Archaeological China Reveals the Splendid Chinese Civilization

Since March this year, the dizzying new archaeological excavations at the Sanxingdui site have not ceased to impress the world. Golden masks, bronze sacred trees, bronze altars and many other national-level cultural relics showcase the imagination of the Shu civilization.
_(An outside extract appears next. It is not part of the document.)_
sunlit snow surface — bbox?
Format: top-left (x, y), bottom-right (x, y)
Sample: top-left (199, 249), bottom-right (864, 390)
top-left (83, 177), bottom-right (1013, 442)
To discuss the future protection and development of these treasures, archaeological experts from the Chinese site of Sanxingdui and the ancient city of Pompeii in Italy launched a two-week international academic seminar on the protection and use of heritage this year. culture in both countries. The cooperation between Sanxingdui and Pompeii is also the quintessence of the dialogue between the ancient and splendid Chinese civilization and the world in the progress of archaeological excavations.

Visitors line up before entering the Sanxingdui Museum in Guanghan, southwest China’s Sichuan Province, April 4, 2021. /Sanxingdui Museum

Visitors line up before entering the Sanxingdui Museum in Guanghan, southwest China’s Sichuan Province, April 4, 2021. /Sanxingdui Museum

China’s 5,000-year history has created a vast and profound Chinese civilization, and the state attaches great importance to archaeological work.

Chinese President Xi Jinping called for the development of archeology with Chinese characteristics, style and philosophy, to better understand China’s ancient, extensive and deep civilization and provide strong support for carrying forward the beautiful traditional culture of China and build cultural trust.

With the country’s strong support, many archaeological teams have made great achievements in China in recent years.

In July last year, the relic site of Liangzhu in Hangzhou, capital of China’s Zhejiang Province, a sacred land of more than 5,000 years of Chinese civilization, was recognized as a World Heritage Site by UNESCO.

An aerial view of parts of the Liangzhu archaeological site in Yuhang District of Hangzhou city, east China’s Zhejiang province, July 5, 2019. /VCG Photo

An aerial view of parts of the Liangzhu archaeological site in Yuhang District of Hangzhou city, east China’s Zhejiang province, July 5, 2019. /VCG Photo

As an example of Liangzhu culture, Liangzhu archaeological site is considered one of the most important heritage sites of Neolithic age in China, and the greatest feature of this cultural site is jade ware. . Representing Chinese civilization between 3,300 BC and 2,300 BC, the Liangzhu relic site is roughly contemporary with the Old Kingdom period in ancient Egypt.

Over the past 80 years, generations of archaeologists have developed a comprehensive picture of the early civilization of the Liangzhu Ancient City site through tireless exploration.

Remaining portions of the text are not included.